Ask HN | How to answer customer queries - mabid
 
For guys out there who are running own one or more products, what do you use to answer customer queries. Simply via email? A help-desk to raise and answer tickets?  twitter ? Facebook ? any other online app or platform ?
======
DiabloD3
It depends on how much time you are willing to invest in it.

Simple email is easy for one or two people to handle, but from what I've seen
Twitter/Facebook interaction (which also doubles as an advertising route)
requires dedicated staff, and some companies even outsource the handling of PR
through those just because it is expensive and difficult.

For everything small, a help desk tracker is great if your service is
technical and your users are technical, it keeps tracking of issues much
easier.

However, if you go the route of email, you would still need a tracker
internally, and some companies have even plugged their email system into their
internal tracker to make this easier.

------
LeBlanc
I highly recommend olark or a similar onsite live chat feature.

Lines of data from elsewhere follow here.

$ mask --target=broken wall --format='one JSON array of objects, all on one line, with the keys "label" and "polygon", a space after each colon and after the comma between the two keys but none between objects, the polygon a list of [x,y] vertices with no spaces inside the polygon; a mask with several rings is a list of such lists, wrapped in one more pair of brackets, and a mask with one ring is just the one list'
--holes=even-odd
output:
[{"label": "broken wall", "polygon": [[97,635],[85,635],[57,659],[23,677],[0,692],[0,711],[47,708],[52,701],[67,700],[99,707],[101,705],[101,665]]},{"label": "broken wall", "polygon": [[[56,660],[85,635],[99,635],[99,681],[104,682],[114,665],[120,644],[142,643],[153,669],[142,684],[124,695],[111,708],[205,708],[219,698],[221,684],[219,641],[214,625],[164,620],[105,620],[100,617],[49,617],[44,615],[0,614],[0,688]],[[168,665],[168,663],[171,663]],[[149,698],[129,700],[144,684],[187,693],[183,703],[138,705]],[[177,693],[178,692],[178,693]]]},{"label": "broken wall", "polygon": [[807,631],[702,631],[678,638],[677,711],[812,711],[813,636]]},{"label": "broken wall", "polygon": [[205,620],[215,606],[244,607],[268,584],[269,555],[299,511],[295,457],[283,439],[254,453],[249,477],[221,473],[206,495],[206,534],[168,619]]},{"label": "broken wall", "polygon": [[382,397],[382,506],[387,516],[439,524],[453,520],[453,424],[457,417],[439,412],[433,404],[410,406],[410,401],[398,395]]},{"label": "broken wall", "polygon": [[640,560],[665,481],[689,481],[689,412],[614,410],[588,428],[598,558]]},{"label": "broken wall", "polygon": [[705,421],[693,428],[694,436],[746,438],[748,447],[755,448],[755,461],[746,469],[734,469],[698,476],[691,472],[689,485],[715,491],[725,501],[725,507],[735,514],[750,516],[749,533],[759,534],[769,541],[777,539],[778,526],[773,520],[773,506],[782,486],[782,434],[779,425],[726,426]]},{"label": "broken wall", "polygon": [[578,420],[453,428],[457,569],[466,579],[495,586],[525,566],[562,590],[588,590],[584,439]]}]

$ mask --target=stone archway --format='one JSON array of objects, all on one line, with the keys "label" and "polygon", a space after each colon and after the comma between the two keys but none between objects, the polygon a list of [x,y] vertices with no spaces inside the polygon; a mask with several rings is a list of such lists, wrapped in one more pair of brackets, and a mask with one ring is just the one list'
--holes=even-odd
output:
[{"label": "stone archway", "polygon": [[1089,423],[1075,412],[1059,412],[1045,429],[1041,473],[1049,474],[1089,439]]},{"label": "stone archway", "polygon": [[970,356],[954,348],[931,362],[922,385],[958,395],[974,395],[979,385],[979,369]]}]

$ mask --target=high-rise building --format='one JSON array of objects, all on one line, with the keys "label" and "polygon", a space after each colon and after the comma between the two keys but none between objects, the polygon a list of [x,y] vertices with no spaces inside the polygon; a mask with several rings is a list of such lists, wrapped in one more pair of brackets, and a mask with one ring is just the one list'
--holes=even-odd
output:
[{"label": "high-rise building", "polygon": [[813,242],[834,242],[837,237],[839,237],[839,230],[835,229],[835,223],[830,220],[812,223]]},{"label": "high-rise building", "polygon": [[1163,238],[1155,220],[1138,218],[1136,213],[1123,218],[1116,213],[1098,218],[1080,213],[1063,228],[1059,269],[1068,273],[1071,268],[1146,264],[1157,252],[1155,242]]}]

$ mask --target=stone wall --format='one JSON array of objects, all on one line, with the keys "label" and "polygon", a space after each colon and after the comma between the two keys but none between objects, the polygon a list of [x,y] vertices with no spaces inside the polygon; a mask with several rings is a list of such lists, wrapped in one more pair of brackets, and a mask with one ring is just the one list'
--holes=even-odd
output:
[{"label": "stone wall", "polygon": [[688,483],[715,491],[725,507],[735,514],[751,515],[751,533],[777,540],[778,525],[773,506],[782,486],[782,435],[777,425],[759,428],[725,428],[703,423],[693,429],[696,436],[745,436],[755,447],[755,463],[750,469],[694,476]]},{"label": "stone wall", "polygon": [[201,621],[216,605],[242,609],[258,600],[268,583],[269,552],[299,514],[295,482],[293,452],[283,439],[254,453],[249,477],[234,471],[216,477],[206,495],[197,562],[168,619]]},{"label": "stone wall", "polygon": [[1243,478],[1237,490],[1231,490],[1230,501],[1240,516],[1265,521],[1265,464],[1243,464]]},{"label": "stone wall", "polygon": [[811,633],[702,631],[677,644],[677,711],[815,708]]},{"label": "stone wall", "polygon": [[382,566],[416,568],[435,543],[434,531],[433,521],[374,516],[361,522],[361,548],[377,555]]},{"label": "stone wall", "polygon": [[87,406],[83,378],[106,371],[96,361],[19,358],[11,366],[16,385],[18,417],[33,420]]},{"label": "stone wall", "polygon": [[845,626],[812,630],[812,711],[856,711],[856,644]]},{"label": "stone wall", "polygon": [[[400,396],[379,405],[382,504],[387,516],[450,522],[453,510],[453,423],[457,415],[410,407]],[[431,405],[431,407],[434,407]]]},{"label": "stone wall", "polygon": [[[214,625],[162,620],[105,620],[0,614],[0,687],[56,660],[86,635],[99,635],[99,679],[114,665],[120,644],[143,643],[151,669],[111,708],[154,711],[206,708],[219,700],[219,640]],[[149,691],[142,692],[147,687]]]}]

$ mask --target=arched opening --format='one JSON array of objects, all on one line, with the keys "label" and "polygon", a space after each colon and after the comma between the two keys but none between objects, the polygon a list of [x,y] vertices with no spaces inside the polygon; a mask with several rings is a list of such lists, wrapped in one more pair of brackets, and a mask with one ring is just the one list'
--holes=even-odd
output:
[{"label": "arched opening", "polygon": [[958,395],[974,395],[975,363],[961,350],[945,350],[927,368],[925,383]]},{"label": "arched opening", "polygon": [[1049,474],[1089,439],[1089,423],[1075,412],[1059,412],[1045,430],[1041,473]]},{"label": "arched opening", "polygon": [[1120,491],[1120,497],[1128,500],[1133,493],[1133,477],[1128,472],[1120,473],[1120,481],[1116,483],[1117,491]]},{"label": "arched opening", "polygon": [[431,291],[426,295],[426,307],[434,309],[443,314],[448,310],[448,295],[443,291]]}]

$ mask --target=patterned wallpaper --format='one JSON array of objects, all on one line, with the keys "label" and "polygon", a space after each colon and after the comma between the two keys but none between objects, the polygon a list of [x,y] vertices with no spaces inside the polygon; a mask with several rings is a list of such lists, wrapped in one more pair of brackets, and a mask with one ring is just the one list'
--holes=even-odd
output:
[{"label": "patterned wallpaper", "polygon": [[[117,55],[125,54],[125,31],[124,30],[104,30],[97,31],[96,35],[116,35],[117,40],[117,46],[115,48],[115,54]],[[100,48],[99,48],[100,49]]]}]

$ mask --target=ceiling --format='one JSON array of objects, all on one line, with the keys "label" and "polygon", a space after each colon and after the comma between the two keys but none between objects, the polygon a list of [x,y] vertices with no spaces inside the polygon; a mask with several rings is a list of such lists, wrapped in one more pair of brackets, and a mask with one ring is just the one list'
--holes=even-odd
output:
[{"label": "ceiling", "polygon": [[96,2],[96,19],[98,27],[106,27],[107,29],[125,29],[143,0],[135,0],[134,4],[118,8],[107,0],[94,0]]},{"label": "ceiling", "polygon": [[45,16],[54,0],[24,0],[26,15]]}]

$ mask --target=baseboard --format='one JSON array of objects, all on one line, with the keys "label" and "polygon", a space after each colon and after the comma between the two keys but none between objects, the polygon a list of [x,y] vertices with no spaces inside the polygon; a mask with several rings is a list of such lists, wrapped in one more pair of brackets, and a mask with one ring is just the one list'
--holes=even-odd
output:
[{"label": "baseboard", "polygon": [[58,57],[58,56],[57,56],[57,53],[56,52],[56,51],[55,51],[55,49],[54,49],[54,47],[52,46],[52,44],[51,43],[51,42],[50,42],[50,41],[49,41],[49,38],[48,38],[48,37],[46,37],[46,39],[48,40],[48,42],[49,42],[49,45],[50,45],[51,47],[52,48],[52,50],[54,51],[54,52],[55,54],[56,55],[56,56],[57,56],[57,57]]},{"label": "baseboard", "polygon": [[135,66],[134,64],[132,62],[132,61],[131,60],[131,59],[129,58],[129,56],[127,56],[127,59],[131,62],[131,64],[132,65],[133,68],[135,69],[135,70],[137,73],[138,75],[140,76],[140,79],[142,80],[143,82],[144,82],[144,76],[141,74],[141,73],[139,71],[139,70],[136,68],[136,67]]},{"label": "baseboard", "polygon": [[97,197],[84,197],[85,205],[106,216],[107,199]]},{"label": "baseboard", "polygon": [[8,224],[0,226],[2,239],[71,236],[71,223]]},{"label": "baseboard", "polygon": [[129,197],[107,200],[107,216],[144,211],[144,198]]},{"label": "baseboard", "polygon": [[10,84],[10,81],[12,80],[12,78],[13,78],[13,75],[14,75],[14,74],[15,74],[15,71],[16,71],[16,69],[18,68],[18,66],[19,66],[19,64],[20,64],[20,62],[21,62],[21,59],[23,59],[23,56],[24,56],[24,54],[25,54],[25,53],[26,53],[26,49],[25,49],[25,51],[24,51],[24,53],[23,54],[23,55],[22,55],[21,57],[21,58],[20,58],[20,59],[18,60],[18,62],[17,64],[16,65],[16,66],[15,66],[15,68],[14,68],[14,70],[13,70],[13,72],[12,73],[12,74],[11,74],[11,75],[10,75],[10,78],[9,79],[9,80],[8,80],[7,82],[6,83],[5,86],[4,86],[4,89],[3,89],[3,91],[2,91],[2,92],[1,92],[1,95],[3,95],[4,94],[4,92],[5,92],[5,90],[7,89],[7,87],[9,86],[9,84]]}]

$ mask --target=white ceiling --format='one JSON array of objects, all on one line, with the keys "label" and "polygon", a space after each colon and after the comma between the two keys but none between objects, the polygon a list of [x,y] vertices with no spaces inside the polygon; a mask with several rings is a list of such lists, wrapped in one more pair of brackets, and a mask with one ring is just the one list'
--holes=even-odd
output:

olark is great because its much lower barrier of effort than email, so your
customers often come with questions they might not have bothered with via
email. You can get some great insights into how people use your site, and
you'll learn about bugs much faster.

------
fezzl
Facebook has the benefit of showing that you are the type of company that
engages with its customers and users. It is also scalable in the sense that
you can answer a question once and many people can read it. Email is quick,
and most people are comfortable with using email.

------
ianpurton
Just use email, it's easy to set up and if you grow out of it then it's easy
to move over to something else.